For a funky Mexican breakfast in a classy setting, head for Casa Lamm (Alvaro Obregon, www.casalamm.com.mx) in Colonia Roma, a partly open-air eatery in a pretty colonial cultural center.
11 a.m. - To digest breakfast, hop on the open-decked Turibus (it stops at Casa Lamm) (www.turibus.com.mx) which for $14 will take you past all the city's main sights, including the Angel Monument, the Palacio de Bellas Artes and Chapultepec Park.
1 p.m. - If you're feeling adventurous, try the Metro, otherwise take a taxi, and head for Coyoacan and San Angel, adjoining cobbled-street neighborhoods in the south of the city.
In San Angel, you can visit the studio where Diego Rivera worked and his and Frida Kahlo's adjoined houses. There is also a covered Saturday Bazaar selling high-quality arts & crafts.
Coyoacan has a bustling central square with market stalls and buskers. And if you're feeling peckish, the covered market serves delicious pozole soup.

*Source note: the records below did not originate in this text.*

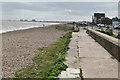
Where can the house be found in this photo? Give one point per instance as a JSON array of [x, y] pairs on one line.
[[98, 16], [115, 21]]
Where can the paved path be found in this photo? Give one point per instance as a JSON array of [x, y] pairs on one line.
[[72, 60], [92, 58], [95, 61]]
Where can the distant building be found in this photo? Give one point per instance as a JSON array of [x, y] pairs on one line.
[[115, 21], [98, 16], [105, 20], [21, 20]]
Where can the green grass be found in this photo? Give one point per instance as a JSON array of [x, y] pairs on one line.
[[48, 62]]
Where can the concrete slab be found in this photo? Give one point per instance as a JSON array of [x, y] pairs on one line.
[[95, 61], [73, 71]]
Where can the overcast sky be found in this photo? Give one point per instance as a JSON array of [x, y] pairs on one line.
[[75, 11]]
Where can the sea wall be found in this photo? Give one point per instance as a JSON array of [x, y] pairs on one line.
[[112, 45]]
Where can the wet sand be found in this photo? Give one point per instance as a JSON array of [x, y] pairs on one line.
[[18, 47]]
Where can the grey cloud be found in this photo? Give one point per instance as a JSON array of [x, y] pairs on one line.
[[61, 8]]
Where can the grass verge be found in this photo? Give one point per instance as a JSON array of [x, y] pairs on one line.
[[48, 63]]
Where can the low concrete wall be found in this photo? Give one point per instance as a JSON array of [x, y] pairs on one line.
[[112, 45]]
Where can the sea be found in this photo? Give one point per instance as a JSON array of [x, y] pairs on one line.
[[7, 26]]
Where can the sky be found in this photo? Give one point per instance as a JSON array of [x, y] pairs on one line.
[[60, 11]]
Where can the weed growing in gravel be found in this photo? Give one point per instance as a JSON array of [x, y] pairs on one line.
[[48, 63]]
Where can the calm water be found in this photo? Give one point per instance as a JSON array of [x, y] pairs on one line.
[[19, 25]]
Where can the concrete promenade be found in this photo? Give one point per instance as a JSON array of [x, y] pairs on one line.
[[95, 61], [86, 54]]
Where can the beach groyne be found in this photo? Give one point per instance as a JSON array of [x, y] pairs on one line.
[[112, 45]]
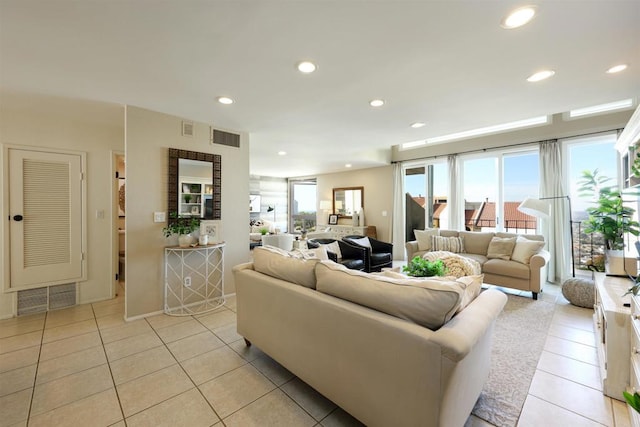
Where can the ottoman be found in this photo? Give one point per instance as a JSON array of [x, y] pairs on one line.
[[579, 292]]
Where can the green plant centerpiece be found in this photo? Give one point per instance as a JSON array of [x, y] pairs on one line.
[[420, 267], [182, 227], [609, 216]]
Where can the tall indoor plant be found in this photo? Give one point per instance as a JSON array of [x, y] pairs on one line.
[[182, 227], [609, 217]]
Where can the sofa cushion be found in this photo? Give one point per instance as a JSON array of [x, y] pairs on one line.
[[500, 267], [449, 244], [296, 267], [424, 237], [427, 302], [501, 248], [476, 242], [525, 249]]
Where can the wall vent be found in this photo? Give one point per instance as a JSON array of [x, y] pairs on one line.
[[225, 138], [39, 300], [187, 128]]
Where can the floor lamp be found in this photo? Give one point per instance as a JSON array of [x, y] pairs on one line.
[[540, 209]]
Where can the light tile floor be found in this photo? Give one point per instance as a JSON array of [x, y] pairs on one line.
[[85, 366]]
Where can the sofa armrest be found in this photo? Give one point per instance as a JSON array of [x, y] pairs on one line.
[[411, 247], [458, 336]]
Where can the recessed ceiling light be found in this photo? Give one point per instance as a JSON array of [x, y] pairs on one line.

4 p.m. - It should feel like siesta time now, and rather than waste it in your hotel, grab a taxi to Xochimilco, further south, and chill out in one of the gondola-like "trajinera" boats punted along the canals. Mariachi bands will be making a racket and the water is dirtier than in Venice, but it's still relaxing.
8 p.m. - To start the evening gently, La Bodega, an old colonial house in the trendy Condesa district (Calle Amsterdam) (www.labodega.com.mx) is off the tourist track and a pleasant place to dine as a resident band of elderly men plays unhurried Cuban and Latin music.

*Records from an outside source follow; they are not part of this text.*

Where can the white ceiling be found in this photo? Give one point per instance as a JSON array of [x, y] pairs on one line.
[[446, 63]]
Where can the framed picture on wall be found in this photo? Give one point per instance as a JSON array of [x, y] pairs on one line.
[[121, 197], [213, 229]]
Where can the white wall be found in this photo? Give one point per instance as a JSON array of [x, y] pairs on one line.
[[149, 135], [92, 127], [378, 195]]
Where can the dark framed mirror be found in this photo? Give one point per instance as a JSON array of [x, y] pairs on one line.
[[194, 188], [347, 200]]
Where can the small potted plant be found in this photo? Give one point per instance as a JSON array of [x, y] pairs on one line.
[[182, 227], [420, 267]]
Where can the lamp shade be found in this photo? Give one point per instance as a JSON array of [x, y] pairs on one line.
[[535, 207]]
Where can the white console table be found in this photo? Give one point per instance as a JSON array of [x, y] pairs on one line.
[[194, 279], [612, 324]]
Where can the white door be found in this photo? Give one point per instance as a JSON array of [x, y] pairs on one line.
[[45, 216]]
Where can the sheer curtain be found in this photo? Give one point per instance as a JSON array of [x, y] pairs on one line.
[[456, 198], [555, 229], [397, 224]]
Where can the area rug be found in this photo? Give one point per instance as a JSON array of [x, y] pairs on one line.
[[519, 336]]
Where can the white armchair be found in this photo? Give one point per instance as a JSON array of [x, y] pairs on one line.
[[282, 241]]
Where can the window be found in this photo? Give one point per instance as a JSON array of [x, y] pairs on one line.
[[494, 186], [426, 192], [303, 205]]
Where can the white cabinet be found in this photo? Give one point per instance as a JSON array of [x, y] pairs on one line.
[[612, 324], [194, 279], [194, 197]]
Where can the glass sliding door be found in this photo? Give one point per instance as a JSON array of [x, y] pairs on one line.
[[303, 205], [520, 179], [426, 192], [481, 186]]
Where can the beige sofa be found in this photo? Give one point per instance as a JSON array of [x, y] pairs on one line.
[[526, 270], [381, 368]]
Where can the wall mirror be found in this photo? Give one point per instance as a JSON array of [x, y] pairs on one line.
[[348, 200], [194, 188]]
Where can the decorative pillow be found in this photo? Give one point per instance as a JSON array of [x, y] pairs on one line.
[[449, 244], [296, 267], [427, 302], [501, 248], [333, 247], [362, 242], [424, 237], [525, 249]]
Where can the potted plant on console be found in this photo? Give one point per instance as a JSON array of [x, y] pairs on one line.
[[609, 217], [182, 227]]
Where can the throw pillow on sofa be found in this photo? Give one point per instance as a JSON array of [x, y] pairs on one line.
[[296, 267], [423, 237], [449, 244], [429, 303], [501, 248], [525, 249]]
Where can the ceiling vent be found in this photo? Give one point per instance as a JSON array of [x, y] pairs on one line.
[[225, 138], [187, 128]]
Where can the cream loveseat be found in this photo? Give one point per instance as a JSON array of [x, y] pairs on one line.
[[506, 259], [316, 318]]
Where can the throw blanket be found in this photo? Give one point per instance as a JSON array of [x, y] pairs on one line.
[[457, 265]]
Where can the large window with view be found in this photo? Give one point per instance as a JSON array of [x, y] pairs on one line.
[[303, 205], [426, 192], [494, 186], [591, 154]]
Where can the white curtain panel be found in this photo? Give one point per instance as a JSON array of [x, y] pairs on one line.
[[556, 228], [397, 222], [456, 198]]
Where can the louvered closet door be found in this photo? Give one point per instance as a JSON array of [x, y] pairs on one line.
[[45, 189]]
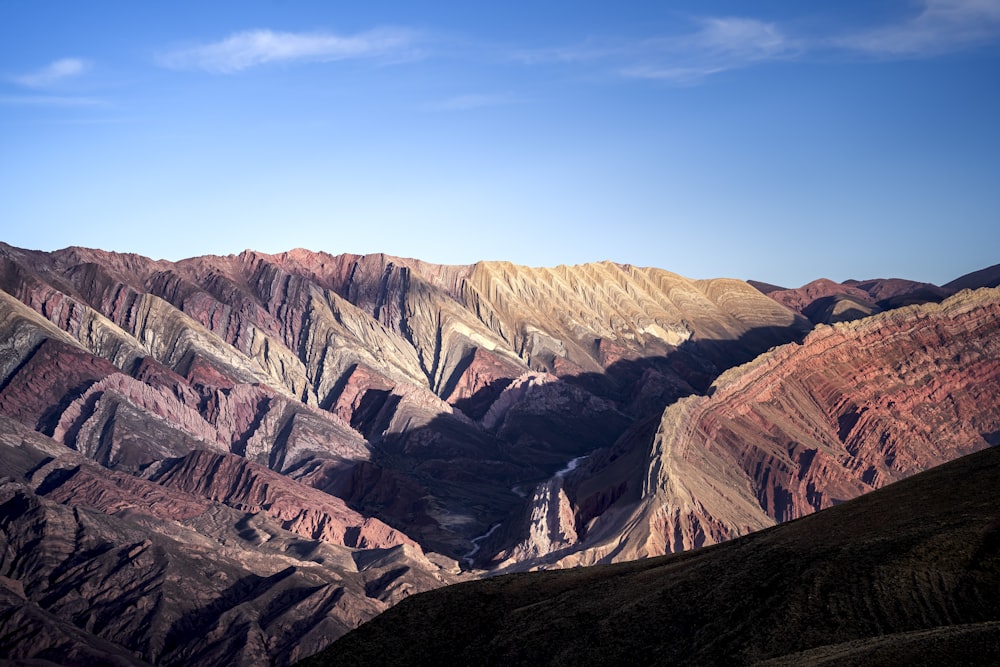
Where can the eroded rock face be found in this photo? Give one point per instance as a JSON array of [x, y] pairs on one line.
[[103, 566], [803, 427], [344, 430]]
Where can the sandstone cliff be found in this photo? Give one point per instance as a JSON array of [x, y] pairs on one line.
[[802, 427]]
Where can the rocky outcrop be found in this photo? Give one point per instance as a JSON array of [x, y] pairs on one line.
[[385, 419], [909, 574], [100, 566], [854, 407], [247, 487]]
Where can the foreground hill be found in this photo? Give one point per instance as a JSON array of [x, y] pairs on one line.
[[909, 574], [804, 426], [307, 439]]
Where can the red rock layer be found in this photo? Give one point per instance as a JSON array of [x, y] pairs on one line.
[[248, 487]]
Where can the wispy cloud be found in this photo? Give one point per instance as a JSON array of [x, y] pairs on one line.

10 p.m. - It's time to experience the Plaza Garibaldi, a large square in the Centro which fills after dark with dozens of mariachi bands producing a cacophony of ranchera, jarocho and norteno ballads. Cielito Lindo never sounded so authentic, but check the price before you agree to pay for a song.
Watch out for the men who will approach you clicking a pair of electrodes attached to a portable battery. They're selling the chance for a 'Mexican standoff' using electric shocks, considered by some to be the ultimate buzz. Locals will love you for trying it and may join in.

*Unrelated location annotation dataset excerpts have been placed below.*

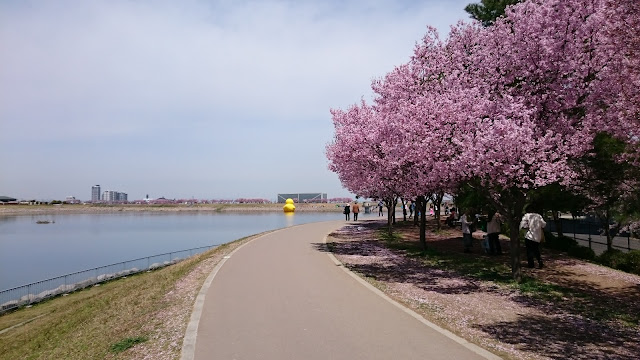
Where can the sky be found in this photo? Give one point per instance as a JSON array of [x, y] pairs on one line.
[[193, 98]]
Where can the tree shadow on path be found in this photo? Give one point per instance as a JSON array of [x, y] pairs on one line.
[[579, 321]]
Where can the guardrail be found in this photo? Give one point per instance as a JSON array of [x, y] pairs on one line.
[[41, 290], [590, 233]]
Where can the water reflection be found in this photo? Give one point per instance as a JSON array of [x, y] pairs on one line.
[[30, 252]]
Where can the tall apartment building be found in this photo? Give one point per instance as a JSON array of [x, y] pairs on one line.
[[114, 196], [95, 193]]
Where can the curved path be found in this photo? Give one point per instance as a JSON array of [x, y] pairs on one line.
[[281, 297]]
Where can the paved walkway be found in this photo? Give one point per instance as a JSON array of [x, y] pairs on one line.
[[281, 297]]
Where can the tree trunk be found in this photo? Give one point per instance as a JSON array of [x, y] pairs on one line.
[[436, 209], [393, 209], [404, 209], [389, 203], [606, 230], [558, 221], [421, 206]]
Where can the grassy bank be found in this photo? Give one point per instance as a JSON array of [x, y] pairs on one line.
[[144, 315]]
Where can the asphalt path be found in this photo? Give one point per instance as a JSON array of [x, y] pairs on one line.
[[281, 296]]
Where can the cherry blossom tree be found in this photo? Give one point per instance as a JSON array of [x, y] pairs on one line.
[[511, 105]]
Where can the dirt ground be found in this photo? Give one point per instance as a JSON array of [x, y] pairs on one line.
[[571, 309]]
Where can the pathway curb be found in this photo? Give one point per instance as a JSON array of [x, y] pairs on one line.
[[471, 346]]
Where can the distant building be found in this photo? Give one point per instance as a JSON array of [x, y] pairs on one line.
[[303, 197], [95, 193], [7, 200], [71, 200], [114, 196]]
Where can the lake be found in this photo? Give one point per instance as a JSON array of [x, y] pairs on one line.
[[31, 252]]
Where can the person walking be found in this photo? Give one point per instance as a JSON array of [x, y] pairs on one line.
[[347, 212], [534, 225], [467, 239], [493, 233], [356, 211]]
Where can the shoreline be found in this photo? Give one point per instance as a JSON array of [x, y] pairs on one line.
[[175, 208]]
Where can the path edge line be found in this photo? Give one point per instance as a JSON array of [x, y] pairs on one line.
[[191, 333], [469, 345]]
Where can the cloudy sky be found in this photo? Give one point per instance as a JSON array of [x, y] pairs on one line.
[[193, 98]]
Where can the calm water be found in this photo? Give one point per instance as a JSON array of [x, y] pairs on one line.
[[32, 252]]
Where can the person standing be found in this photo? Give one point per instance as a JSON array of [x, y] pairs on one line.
[[356, 210], [493, 233], [467, 239], [534, 224], [347, 212]]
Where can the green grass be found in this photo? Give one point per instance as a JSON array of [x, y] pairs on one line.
[[92, 323], [127, 343]]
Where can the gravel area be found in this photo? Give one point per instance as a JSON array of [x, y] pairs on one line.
[[499, 317]]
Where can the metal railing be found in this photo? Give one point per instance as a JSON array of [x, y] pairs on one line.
[[41, 290], [590, 233]]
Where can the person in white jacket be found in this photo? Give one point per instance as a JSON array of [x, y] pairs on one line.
[[493, 234], [467, 237], [534, 223]]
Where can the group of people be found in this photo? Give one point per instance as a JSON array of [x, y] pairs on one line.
[[348, 209], [532, 227]]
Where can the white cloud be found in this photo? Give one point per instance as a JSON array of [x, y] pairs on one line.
[[82, 70]]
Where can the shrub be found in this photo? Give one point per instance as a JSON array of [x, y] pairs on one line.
[[581, 252], [562, 243], [612, 258], [631, 262]]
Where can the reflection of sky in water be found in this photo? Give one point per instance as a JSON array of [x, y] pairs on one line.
[[32, 252]]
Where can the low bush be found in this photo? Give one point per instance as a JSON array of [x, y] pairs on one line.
[[562, 243], [631, 262], [612, 258]]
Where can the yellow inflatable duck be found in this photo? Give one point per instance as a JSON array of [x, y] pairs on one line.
[[289, 207]]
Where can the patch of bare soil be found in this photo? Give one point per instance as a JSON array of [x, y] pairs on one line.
[[572, 309]]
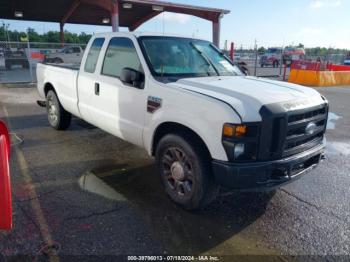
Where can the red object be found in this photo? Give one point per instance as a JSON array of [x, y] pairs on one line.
[[332, 67], [285, 72], [5, 184], [232, 50]]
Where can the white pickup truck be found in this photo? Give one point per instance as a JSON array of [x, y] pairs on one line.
[[206, 123]]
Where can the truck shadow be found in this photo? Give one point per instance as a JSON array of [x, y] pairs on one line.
[[181, 231]]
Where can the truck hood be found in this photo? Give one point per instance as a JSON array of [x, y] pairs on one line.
[[248, 94]]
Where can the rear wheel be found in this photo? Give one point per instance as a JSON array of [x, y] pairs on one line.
[[57, 60], [185, 171], [58, 118]]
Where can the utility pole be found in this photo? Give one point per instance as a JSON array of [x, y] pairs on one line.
[[6, 26], [256, 56]]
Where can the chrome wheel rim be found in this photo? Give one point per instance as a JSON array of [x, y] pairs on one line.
[[52, 111], [178, 171]]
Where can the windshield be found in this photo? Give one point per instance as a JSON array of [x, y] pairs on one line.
[[182, 57]]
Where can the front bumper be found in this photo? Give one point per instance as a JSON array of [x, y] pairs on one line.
[[265, 176]]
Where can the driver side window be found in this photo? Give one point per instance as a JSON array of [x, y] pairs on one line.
[[121, 53]]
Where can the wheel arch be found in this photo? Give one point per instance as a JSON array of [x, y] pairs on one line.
[[47, 87], [179, 129]]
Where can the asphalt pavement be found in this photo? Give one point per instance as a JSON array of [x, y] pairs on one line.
[[84, 192]]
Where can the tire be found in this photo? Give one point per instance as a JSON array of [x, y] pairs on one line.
[[57, 60], [58, 118], [25, 65], [185, 171]]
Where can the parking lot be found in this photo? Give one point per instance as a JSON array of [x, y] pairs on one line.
[[85, 192]]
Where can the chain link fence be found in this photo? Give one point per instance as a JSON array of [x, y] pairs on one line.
[[275, 62], [18, 60]]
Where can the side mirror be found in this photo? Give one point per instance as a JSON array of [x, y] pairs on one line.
[[132, 77], [5, 184]]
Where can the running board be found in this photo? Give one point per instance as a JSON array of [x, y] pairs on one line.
[[41, 103]]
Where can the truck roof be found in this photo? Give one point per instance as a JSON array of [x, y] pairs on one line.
[[139, 34]]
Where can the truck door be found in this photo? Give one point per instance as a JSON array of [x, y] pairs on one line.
[[116, 107], [86, 78]]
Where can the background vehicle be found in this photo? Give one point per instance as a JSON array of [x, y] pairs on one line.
[[18, 57], [69, 55], [272, 57], [204, 121], [291, 54]]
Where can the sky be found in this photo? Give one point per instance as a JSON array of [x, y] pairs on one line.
[[324, 23]]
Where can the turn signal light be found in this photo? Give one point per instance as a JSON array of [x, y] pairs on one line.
[[234, 130]]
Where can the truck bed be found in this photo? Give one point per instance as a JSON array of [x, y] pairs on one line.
[[64, 65]]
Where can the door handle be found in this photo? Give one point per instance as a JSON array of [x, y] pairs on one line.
[[97, 89]]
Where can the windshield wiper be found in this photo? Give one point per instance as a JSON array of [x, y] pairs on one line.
[[206, 58]]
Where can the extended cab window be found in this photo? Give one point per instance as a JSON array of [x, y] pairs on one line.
[[121, 53], [92, 57]]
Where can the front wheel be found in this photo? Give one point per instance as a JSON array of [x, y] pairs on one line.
[[58, 118], [185, 171]]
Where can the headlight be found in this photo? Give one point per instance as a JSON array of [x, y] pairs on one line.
[[230, 130], [241, 141]]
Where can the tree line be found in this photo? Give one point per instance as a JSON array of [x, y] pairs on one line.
[[48, 37], [83, 38]]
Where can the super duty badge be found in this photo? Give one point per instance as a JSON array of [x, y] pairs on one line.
[[153, 104]]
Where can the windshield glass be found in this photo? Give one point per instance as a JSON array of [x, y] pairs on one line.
[[182, 57]]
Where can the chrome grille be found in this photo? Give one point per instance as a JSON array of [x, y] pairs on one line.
[[297, 137]]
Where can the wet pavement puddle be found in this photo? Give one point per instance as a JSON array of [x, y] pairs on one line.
[[332, 119], [215, 229]]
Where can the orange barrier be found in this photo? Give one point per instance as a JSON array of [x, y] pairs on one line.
[[319, 78], [332, 67]]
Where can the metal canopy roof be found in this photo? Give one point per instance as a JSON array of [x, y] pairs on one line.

12 p.m. - Still up for more? One of the city's more offbeat nightspots is La Perla (Republica de Cuba) - a small sweaty club with red walls and a giant clamshell for a DJ booth. The music is 70s, Latin and salsa, and there are two brief shows each night where fabulously voluptuous transvestites and male dancers in sailor suits perform song and dance routines.
SUNDAY
10 a.m. - For a posh but not overpriced breakfast, try Hotel Condesa DF (Calle Veracruz), a hip boutique hotel.
11 a.m. - Spend an hour or two in the world-famous National Museum of Anthropology (Reforma). Check out the Voladores outside - Totonac Indians who perform a slow-motion spinning bungee jump from the top of a pole to eerie whistle and drum music.
1 p.m. - At La Ciudadela artisanal market in Colonia Roma you can stock up on dyed sarapes, lacquer ware boxes, skeleton figurines, Huichol beaded masks and giant sombreros for next to nothing. In the park outside, a large group of people will be dancing danzon with timeless elegance.
2.30 p.m. - To finish up, you could head back to the Zocalo and undergo an Aztec cleansing ritual, which involves being whacked with bunches of herbs and wafted with incense smoke.
Alternatively, if you're acquiring a taste for decadence, head to Calle Bolivar in the Centro Historico where three rowdy old-style cantinas - Dos Naciones, La Mascota and Salon Corona - serve tequila and good Mexican food all day.